SCIENCE AND TECHNOLOGY FACILITIES COUNCIL

Salary: £23,328 per annum
Hours: Full time
Contract Type: Fixed Term (12 months)
Location: Science and Technology Facilities Council, Rutherford Appleton Laboratory Harwell, Oxfordshire
Closing date: 20th October 2024
Interview date: December 2024/January 2025 (travel and accommodation will be reimbursed)
Start date: September 2025

PLEASE NOTE THAT WE CAN ONLY ACCEPT A MAXIMUM OF 2 APPLICATIONS PER CANDIDATE.

The ISIS Neutron & Muon Instrument Development group (NMIDG) was formed in 2019 to develop new instrumentation and simulation methods and to provide staff training and advice. Within NMIDG, the Polarized Neutrons section, that is currently consists of two scientists and one technician, is responsible for the development of new polarized instrumentation and software, as well as the provision of polarized infrastructure for several instruments.
A neutron beam is called polarized when the spins of the neutrons are dominantly aligned in the same direction. Such beams can be used to improve the information gained from scattering experiments, by, for example, enabling the separation of the different scattering processes that contribute to the overall signal (see e.g. https://www.isis.stfc.ac.uk/Pages/SH20_PLET.aspx). Typically, application of neutron polarization analysis on an instrument requires the installation of several additional components, including a polarizer to prepare the polarized incident beam and an analyzer to distinguish the change in beam polarization after scattering from the sample. A commonly used technology for both is hyperpolarized 3He spin-filter. It constitutes a vessel that contains 3He gas with a high atomic polarization, where, as for polarized neutron beams, the atomic spins in the gas are preferentially aligned. 3He spin filters exploit the fact that a 3He atom in a particular spin state absorbs neutrons with the opposite spin state, and thus, that a volume of polarized 3He gas will transmit only one spin state of the neutron beam.
3He polarization decays with time. One of the key contributions to it is related to the walls of the spin-filter vessel (typically made of glass). While the exact physical mechanisms are poorly understood, surface adsorption, magnetic defects, and surface chemistry are all thought to play important roles. Recently we have launched a project to prepare spin filter cells from materials that are cleaner and more reproducible than glass, like single crystal silicon. In particular, it includes the first systematic study of characteristics and treatment of the cell walls in relation to the spin filter performance.
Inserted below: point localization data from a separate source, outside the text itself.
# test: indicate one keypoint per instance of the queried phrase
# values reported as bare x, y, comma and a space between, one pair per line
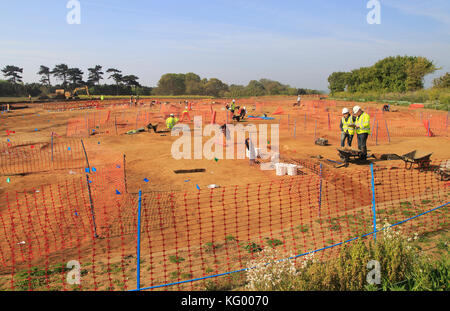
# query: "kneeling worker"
362, 125
171, 121
347, 128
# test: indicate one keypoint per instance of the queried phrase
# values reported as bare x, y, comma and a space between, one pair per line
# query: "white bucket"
280, 169
275, 157
292, 169
247, 152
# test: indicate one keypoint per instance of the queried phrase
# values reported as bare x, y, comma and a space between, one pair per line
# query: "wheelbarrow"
443, 171
415, 157
347, 155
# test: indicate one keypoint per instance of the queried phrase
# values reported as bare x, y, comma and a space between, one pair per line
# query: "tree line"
169, 84
391, 74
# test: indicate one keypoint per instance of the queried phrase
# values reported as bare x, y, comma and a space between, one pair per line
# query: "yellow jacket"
363, 124
170, 122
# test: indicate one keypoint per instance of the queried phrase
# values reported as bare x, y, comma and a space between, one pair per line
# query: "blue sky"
297, 42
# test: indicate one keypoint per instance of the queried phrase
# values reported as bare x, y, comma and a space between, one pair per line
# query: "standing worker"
347, 128
171, 121
362, 125
233, 106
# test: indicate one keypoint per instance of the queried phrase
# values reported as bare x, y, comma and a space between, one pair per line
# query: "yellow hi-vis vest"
170, 122
363, 122
346, 125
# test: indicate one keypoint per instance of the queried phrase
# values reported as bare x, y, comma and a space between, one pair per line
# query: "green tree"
193, 84
60, 72
12, 73
215, 87
95, 75
75, 76
255, 88
172, 84
45, 72
442, 82
117, 76
391, 74
337, 81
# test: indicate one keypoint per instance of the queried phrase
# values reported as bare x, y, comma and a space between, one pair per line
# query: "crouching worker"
171, 121
347, 128
152, 127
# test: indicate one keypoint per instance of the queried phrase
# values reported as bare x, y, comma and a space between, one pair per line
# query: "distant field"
15, 99
148, 96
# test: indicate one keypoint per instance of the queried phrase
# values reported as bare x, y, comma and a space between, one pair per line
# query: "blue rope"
293, 257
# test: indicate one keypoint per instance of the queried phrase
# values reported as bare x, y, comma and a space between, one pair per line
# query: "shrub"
402, 267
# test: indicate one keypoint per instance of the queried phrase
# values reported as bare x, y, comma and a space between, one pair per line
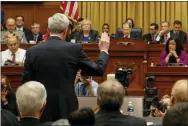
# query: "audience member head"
165, 26
110, 95
80, 19
177, 115
31, 99
86, 25
153, 28
82, 117
5, 82
19, 21
13, 42
177, 25
10, 24
35, 28
130, 21
179, 92
105, 28
174, 44
126, 28
58, 25
8, 118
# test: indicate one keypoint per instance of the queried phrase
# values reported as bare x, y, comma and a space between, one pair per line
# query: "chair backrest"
90, 101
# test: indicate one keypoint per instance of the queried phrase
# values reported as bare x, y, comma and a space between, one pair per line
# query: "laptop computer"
137, 101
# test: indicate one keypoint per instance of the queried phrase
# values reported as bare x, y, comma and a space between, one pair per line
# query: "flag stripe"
70, 9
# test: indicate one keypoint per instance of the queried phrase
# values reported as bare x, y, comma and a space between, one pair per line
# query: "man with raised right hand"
55, 64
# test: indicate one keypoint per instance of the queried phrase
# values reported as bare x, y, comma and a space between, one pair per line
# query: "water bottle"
130, 108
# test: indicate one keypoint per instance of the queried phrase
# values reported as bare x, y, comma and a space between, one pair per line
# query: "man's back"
112, 118
55, 64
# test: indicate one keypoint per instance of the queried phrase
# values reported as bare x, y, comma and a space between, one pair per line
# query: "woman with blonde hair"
8, 98
13, 54
87, 34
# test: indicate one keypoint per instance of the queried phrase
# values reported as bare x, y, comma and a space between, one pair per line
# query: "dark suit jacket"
93, 36
120, 34
116, 118
26, 31
148, 37
29, 121
55, 64
30, 37
11, 106
162, 40
182, 36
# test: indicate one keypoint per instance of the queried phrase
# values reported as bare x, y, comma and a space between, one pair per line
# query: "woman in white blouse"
13, 54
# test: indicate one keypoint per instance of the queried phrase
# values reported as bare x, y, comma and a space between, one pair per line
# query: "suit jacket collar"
115, 112
54, 37
29, 121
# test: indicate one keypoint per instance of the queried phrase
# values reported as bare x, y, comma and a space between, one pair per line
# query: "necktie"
13, 57
35, 38
152, 38
166, 37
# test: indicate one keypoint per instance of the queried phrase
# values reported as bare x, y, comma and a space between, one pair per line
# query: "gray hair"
30, 97
110, 95
58, 23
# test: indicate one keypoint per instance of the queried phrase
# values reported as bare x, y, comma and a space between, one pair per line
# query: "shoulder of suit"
21, 50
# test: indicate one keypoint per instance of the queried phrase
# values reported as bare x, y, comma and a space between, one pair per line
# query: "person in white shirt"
13, 53
11, 29
164, 34
20, 25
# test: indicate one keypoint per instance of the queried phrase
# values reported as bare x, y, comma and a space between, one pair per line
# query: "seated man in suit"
85, 85
87, 35
177, 115
11, 29
19, 25
178, 33
110, 96
35, 36
31, 100
126, 32
165, 33
13, 54
152, 35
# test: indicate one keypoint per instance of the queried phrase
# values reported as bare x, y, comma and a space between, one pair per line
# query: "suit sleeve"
162, 58
90, 67
27, 71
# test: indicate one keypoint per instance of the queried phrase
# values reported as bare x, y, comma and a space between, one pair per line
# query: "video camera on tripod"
123, 76
151, 97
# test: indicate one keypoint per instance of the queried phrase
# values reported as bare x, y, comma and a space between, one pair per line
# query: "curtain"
143, 13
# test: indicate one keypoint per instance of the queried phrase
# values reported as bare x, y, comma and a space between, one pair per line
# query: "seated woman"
174, 53
8, 98
13, 55
87, 35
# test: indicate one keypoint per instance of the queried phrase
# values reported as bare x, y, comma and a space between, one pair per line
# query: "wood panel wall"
33, 12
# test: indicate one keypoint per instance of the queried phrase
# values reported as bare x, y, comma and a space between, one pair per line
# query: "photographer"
84, 85
8, 98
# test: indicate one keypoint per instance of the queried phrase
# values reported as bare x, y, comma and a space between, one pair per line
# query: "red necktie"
166, 37
13, 58
152, 37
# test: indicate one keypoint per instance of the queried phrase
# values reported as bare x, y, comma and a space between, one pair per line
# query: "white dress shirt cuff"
105, 51
158, 38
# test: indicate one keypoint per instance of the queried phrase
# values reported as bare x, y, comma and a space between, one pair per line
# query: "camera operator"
166, 100
84, 85
8, 98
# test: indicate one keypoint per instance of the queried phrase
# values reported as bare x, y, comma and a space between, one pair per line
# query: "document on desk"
149, 123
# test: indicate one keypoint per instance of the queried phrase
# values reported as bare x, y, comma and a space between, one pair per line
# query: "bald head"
11, 24
110, 95
180, 91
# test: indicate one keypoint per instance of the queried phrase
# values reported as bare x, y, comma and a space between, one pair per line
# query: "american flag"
70, 8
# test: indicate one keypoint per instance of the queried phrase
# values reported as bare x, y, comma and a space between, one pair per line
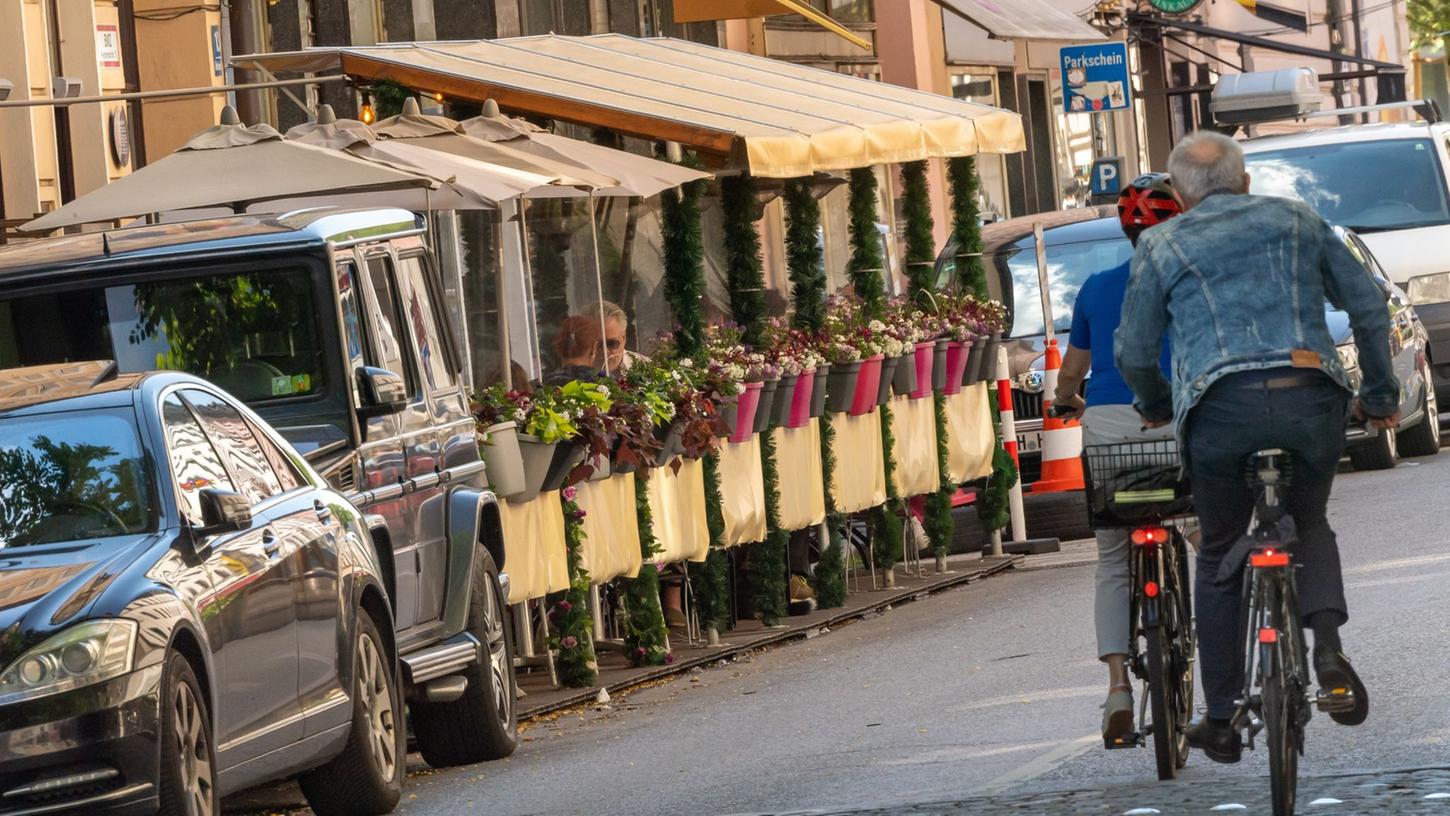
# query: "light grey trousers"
1105, 425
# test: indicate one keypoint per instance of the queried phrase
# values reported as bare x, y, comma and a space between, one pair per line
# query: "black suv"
329, 325
186, 608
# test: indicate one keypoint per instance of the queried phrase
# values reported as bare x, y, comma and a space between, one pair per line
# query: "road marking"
1027, 697
1040, 765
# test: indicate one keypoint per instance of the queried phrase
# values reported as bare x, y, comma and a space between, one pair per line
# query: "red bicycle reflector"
1269, 558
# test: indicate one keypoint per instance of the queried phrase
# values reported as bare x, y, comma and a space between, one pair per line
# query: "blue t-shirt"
1096, 315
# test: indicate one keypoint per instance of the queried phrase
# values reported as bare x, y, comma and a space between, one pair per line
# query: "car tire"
1423, 439
1381, 452
367, 777
186, 781
482, 725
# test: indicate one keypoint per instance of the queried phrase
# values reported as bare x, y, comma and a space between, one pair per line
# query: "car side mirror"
224, 512
380, 392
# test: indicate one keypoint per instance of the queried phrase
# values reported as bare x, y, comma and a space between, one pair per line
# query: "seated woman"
580, 348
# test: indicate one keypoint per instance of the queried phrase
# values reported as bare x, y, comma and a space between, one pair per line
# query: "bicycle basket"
1130, 483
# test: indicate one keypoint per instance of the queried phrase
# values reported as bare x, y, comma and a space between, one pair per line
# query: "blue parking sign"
1095, 77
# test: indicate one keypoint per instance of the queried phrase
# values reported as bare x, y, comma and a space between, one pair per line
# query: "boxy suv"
328, 323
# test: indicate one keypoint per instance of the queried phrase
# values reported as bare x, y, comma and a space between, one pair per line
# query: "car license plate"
1030, 442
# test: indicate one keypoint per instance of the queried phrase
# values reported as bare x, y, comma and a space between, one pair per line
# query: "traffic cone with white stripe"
1062, 438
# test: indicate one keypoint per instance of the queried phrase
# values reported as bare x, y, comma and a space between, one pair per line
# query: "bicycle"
1276, 696
1137, 486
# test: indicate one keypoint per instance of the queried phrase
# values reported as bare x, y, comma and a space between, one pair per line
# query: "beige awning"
772, 118
1024, 19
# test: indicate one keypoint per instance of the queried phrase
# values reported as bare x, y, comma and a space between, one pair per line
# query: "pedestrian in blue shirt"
1109, 418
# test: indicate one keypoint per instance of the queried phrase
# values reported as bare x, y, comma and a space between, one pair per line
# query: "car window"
390, 321
195, 463
231, 434
1365, 186
254, 334
422, 318
73, 476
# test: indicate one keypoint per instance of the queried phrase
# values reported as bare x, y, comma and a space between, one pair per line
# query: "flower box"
841, 386
818, 390
537, 457
785, 400
867, 384
925, 354
502, 460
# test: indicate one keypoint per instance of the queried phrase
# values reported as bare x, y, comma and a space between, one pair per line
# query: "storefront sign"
1095, 77
108, 47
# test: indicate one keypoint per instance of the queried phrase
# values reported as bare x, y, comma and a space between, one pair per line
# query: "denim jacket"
1239, 283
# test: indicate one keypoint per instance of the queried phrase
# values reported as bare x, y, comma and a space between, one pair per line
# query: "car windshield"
1069, 265
1365, 186
73, 476
253, 334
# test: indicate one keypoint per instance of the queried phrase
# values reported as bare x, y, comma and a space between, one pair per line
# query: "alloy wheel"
377, 696
193, 750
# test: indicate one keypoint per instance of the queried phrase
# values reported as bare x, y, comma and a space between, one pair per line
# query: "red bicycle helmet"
1147, 200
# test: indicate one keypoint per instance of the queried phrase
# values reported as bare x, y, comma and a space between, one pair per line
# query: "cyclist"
1239, 284
1108, 418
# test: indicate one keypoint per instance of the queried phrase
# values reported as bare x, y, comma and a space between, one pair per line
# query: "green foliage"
966, 225
744, 268
685, 260
921, 244
766, 561
805, 261
709, 580
645, 632
573, 626
867, 264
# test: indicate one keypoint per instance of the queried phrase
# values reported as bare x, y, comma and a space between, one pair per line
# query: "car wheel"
480, 725
1424, 438
1378, 454
367, 777
187, 776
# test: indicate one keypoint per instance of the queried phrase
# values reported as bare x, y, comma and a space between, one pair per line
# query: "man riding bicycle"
1108, 418
1239, 284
Currently we are looking for an independent and motivated placement student to carry out research and development work towards the goal of further improving 3He cell performance.

• The previous placement student has developed a chamber for in-situ X-ray and neutron reflectometry study of silicon wafers coated by alkali metal. The next stage of the project will include a detailed reflectometry study of various protocols for the alkali metal coating on the silicon substrate and their influence on the decay of the 3He polarization.
• If successful, the obtained knowledge will be used to improve both existing and future 3He cells to be deployed on the Larmor and LET instruments at ISIS.
• In addition to the above, you will also have the opportunity to take part in other Polarized Neutrons section activities, including experimental support on neutron instruments. Full scientific and technical support will be provided during the placement.
• You will be also able to present the results of your work in the scientific meeting and/or seminars, for example at the UK Neutron & Muon Science and User Meeting (NMSUM). The work of our previous placement student presented at NMSUM-2024 won a student poster prize.
• Given the variety of activities the Polarized Neutrons section is involved in, the working environment is dynamic and sometimes fast paced. This makes for a team culture where creativity, independence, and a sense of adventure are valued. At the same time, you will be working in a small, friendly, and tight-knit group where you will be valued as a full member of the team.